Тайная стража России. Книга 3 (Авторов) - страница 415

Эмилька хваталась за стакан с пивом, чтобы напиться скорей, совсем не понимать мучителя, не слышать издевательств над её робкими надеждами, но Шаманин не давал ей опьянеть:

— Э, да ты социалистка! Надо допрос учинить, дознание произвести. Имя, отчество, фамилия? Эмилия Петровна Риккерс. Звание? Занятие? Проституция? Хе-хе, говорите же. Василий Николаевич, не признаёт себя виновной, показаний не даёт, надо под стражу.

Эмилька путалась, смеются они или нет, а ходатай важно советовал:

— Произведите личный обыск, пощупайте, нет ли под юбкой прокламаций. Нечего кричать. Ботинки сними, так.

Время от времени они перекидывались словом насчёт завтрашних действий, и ходатай делал отметки на списке фамилий.

Васька в горячем тумане и видел, и не видел своих соратников. Он пил, но больше лил мимо, швырял стаканы об пол, бутылки об стойку, бил, ломал, разрушал рассыпавшийся дом. Ни мне, никому. Приходите громить, много ли найдёте. Он не знал, кто эти громилы, не то Шаманин с братией, не то рабочие с Амалией, но смеялся, что перехитрил их.

Внезапно мысли его переменились.

— Какой мерзавец! — задом на полу! — он тыкал в портрет ногой: на стойку! Выпить хочешь — и портрет перед тобой. Водка казённая и портрет. Э-э-эй!

Несмотря на густой гам, услышали. Понравилось. Девушки с гоготом водрузили портрет на священное место после многих неудачных попыток.

— Пе-ей, друзья.

— Пьём!

Но Ваське сегодня всё было мало; он кончал с сытой жизнью, бросался в неизвестное, и как жениху на купеческом мальчишнике, ему хотелось выкинуть штуку позабористей.

— Шкалики! Люминацию зажжём, как в царский день. Ходи веселей, забастовщицы! Свободу празднуем.

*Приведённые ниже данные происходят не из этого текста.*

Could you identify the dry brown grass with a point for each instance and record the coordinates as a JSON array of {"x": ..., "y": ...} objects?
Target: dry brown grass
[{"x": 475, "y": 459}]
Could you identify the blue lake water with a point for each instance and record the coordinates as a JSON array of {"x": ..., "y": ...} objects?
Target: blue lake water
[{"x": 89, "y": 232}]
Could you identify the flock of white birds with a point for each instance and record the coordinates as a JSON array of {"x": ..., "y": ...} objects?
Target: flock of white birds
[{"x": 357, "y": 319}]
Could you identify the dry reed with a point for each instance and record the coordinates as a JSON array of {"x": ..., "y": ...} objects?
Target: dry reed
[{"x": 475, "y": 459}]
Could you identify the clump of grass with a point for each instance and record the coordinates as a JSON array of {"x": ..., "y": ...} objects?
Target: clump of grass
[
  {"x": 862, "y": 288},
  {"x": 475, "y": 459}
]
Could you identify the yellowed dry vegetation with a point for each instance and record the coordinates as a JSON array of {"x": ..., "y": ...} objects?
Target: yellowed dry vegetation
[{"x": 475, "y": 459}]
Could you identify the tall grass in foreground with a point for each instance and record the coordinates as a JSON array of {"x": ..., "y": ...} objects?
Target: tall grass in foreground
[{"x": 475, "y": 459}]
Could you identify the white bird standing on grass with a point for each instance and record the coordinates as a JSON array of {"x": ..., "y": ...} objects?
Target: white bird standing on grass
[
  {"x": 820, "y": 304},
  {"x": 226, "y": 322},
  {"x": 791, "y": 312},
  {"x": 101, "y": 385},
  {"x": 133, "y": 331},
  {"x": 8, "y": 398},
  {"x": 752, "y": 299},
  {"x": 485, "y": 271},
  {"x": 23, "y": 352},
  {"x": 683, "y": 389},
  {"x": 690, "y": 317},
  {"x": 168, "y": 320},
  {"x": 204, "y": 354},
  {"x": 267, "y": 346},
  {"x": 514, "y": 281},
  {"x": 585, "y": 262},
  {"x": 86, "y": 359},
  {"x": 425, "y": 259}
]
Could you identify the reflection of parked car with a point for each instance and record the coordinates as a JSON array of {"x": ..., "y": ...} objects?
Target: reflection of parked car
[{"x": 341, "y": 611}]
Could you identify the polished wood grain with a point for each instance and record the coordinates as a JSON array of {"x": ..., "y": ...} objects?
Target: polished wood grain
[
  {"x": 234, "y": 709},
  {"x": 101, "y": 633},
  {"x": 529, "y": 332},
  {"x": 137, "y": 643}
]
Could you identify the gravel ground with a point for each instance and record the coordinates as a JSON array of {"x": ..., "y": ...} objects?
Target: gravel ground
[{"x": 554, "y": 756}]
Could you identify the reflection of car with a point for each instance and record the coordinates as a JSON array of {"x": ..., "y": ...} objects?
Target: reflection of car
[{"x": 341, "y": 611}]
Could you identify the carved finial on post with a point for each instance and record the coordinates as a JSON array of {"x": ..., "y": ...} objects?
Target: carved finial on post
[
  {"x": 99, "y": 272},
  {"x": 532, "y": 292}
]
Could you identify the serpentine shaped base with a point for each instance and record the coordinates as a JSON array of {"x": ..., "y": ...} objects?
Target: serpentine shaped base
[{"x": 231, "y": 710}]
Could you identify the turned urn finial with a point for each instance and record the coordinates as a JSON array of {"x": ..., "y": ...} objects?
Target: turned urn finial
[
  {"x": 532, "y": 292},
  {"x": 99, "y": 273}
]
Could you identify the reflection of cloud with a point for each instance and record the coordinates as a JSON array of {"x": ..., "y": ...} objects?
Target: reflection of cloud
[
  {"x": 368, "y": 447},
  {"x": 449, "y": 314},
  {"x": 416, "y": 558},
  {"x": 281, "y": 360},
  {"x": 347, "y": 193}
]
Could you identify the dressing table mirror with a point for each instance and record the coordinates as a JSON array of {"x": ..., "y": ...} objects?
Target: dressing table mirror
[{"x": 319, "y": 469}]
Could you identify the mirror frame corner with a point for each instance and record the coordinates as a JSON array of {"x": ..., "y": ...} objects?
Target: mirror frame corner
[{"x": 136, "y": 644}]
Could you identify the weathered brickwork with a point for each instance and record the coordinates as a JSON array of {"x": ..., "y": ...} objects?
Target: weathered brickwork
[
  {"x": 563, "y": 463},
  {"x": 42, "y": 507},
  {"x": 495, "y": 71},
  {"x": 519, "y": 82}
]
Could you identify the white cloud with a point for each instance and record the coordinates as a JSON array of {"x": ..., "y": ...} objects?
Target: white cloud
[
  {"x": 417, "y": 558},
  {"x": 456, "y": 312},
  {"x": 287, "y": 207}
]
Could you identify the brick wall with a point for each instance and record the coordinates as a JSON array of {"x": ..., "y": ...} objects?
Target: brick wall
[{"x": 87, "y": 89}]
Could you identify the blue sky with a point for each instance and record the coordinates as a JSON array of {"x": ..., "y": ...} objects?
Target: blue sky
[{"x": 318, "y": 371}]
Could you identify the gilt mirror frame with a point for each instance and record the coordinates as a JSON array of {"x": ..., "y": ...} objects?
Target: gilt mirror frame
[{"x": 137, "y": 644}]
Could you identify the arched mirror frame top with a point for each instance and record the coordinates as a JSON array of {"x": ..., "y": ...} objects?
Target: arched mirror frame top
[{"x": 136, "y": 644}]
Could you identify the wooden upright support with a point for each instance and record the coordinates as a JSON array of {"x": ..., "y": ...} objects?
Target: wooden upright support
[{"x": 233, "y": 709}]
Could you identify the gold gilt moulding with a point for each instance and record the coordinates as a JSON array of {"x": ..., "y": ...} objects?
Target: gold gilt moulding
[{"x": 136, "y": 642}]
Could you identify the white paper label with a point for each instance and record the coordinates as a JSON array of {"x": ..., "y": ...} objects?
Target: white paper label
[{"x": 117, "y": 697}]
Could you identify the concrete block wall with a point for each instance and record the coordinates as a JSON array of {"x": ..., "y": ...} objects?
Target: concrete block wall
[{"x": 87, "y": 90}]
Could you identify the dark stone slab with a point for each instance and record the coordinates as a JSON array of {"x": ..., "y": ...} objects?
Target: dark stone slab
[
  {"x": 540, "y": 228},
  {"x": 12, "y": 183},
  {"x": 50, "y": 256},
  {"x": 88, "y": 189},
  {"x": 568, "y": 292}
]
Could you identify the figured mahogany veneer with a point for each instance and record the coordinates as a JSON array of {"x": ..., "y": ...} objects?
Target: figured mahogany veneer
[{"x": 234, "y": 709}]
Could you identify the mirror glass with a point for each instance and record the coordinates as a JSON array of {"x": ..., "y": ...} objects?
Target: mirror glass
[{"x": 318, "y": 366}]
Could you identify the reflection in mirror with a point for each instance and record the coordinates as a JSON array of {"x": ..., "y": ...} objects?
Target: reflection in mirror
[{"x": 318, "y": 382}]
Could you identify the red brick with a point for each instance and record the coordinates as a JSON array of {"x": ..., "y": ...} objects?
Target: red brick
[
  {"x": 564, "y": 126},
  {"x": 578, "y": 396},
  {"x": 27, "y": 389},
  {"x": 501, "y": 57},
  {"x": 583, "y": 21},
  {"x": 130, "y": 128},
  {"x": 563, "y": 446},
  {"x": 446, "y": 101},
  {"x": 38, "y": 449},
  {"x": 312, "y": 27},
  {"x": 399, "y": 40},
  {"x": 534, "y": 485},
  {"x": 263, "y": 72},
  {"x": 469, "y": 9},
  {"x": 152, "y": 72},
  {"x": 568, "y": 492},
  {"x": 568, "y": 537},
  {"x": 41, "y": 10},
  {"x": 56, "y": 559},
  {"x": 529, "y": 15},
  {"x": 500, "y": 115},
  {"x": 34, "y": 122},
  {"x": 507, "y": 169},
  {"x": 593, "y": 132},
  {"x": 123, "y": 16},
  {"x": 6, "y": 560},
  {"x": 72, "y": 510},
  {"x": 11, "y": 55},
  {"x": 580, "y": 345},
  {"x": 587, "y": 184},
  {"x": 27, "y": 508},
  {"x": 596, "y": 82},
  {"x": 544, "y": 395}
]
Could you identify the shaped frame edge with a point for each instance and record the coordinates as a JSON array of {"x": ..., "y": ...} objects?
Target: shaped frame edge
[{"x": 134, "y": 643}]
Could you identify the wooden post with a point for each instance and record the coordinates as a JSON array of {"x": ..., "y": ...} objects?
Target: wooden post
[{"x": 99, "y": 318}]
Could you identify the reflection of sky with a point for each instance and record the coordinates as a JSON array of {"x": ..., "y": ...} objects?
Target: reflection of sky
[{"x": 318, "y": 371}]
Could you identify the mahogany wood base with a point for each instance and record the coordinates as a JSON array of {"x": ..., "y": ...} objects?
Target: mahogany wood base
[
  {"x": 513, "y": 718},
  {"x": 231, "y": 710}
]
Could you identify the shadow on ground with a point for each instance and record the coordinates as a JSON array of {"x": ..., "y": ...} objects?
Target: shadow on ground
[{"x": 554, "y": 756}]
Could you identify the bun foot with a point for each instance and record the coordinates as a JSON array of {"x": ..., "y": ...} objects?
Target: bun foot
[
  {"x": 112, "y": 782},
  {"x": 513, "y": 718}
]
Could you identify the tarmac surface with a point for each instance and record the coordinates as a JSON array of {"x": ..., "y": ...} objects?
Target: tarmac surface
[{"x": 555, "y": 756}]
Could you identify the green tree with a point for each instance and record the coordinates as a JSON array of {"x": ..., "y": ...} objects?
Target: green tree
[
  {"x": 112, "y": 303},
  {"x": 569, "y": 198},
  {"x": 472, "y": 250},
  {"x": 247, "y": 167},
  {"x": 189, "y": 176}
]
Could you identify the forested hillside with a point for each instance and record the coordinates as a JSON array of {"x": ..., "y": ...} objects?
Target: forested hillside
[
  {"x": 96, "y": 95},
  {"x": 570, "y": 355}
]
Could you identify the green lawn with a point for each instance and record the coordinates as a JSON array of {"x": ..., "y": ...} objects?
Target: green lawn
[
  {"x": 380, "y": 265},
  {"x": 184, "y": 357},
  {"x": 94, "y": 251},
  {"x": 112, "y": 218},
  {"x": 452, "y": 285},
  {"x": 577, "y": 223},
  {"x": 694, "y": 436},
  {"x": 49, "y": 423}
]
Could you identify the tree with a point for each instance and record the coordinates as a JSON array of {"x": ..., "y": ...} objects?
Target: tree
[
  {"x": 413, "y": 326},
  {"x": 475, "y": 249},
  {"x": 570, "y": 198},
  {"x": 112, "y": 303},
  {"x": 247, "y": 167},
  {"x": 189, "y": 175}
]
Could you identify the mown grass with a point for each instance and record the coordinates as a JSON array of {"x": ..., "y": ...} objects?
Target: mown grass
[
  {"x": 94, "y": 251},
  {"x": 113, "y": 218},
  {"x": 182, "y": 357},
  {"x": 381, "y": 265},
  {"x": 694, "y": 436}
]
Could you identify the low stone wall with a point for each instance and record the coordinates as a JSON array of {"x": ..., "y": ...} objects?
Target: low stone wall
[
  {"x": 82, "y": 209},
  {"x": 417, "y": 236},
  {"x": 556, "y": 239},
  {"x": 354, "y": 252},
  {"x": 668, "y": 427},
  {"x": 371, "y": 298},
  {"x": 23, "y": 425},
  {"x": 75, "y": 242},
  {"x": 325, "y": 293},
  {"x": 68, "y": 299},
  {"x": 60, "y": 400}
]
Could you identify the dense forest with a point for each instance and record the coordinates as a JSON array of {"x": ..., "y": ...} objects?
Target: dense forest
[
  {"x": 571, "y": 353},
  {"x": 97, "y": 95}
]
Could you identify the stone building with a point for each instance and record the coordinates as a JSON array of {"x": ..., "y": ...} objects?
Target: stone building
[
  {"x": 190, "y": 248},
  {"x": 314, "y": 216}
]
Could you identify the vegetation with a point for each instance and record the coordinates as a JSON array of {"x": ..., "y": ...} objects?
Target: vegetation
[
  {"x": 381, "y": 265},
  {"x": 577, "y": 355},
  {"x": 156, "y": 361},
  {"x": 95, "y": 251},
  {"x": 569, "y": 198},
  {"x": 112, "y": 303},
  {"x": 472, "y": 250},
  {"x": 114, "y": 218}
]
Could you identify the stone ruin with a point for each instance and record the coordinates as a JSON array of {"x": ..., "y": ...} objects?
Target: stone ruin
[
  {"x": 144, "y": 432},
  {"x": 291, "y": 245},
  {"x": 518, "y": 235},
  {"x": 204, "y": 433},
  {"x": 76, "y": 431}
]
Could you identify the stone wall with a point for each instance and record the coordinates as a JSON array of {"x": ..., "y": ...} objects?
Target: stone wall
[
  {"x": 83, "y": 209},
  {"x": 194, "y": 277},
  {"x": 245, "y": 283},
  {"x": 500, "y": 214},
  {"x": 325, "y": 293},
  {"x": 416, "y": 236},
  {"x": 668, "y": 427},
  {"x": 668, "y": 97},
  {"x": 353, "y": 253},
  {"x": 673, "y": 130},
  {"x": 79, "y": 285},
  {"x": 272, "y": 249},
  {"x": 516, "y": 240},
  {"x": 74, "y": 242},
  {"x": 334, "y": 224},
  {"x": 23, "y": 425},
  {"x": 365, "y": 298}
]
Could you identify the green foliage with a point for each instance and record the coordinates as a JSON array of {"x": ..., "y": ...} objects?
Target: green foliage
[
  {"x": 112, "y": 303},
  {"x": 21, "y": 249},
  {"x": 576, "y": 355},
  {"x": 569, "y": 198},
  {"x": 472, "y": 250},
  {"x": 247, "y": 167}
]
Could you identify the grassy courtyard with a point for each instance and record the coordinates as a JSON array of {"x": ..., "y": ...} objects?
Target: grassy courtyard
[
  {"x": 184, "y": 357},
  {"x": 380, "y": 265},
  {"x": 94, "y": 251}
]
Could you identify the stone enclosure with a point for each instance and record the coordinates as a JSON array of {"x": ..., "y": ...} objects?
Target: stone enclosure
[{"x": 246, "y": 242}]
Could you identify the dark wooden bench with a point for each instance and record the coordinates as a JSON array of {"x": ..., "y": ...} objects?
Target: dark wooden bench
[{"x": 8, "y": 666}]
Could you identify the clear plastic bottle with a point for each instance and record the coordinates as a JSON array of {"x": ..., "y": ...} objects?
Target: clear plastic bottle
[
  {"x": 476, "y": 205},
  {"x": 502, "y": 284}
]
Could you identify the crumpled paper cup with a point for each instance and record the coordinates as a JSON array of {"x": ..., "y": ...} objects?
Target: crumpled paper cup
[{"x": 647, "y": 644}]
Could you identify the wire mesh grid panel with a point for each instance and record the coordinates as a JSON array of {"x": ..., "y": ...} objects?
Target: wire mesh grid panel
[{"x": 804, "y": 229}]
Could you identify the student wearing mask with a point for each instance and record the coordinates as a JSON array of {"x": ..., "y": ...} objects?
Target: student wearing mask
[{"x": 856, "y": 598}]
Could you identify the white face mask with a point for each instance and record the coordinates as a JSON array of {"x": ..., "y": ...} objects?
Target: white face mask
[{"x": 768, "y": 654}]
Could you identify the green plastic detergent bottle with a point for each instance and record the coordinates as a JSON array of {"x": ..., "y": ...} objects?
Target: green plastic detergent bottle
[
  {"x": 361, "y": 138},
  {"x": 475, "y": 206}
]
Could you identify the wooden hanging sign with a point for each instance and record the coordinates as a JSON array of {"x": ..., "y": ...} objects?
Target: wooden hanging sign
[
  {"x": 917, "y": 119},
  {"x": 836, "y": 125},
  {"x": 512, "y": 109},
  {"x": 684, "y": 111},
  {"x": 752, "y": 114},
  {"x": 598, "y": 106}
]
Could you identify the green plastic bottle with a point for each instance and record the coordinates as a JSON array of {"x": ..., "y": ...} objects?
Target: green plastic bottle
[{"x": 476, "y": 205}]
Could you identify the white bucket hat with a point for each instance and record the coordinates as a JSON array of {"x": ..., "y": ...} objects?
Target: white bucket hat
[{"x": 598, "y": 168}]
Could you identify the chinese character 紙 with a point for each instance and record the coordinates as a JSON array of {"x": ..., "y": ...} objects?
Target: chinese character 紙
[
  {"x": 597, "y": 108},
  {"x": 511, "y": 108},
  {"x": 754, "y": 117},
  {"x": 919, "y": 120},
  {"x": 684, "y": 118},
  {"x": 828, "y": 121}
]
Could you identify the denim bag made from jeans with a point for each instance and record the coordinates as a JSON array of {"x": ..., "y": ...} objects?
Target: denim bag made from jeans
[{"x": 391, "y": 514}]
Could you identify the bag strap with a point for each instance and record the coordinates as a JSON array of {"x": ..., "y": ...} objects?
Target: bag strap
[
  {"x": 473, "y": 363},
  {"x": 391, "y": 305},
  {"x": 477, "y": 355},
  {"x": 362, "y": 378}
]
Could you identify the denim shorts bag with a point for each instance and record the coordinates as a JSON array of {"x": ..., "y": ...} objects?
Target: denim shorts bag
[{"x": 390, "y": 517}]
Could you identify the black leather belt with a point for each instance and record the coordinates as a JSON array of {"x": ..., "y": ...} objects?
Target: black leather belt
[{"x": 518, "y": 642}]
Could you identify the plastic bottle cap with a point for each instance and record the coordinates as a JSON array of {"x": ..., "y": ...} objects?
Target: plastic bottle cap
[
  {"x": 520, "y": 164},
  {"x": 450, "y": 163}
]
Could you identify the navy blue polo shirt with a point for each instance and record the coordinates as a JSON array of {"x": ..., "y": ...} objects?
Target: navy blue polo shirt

С гиком и свистом, шатаясь, шлёпая, щипля друг друга за выступавшие округлости, кавалеры и дамы расставили вокруг залы шкалики со свечами, которые чадили. Лександра растянулась на полу и ловила за ноги Ваську, плясавшего под разноголосицу органа и граммофона, которые шипели и сбивались, точно пьяные.

— Лександра, помоги! — и Васька старался на скаку, в такт, так подбросить шкалик ногами, чтобы он погас в воздухе.

Но Шаманин с ходатаем продолжали свое, не обращая внимания на Васькины подвиги, не принимая его в свою компанию. Ему стало грустно, всем жертвует, а на него плюют. Нет благодарности.

Он подсел.

— От губернатора прямо на Рождественку к еврейским магазинам.

— Рейнбот-то русский.

— Потом разберут, зачем фамилия жидовская.

— Бей в мою голову, — крикнул Васька, — а они ноль внимания! Раскровянить им морды?

— В доме Гольдштейна газетчик живёт, надо отучить на митингах ораторствовать.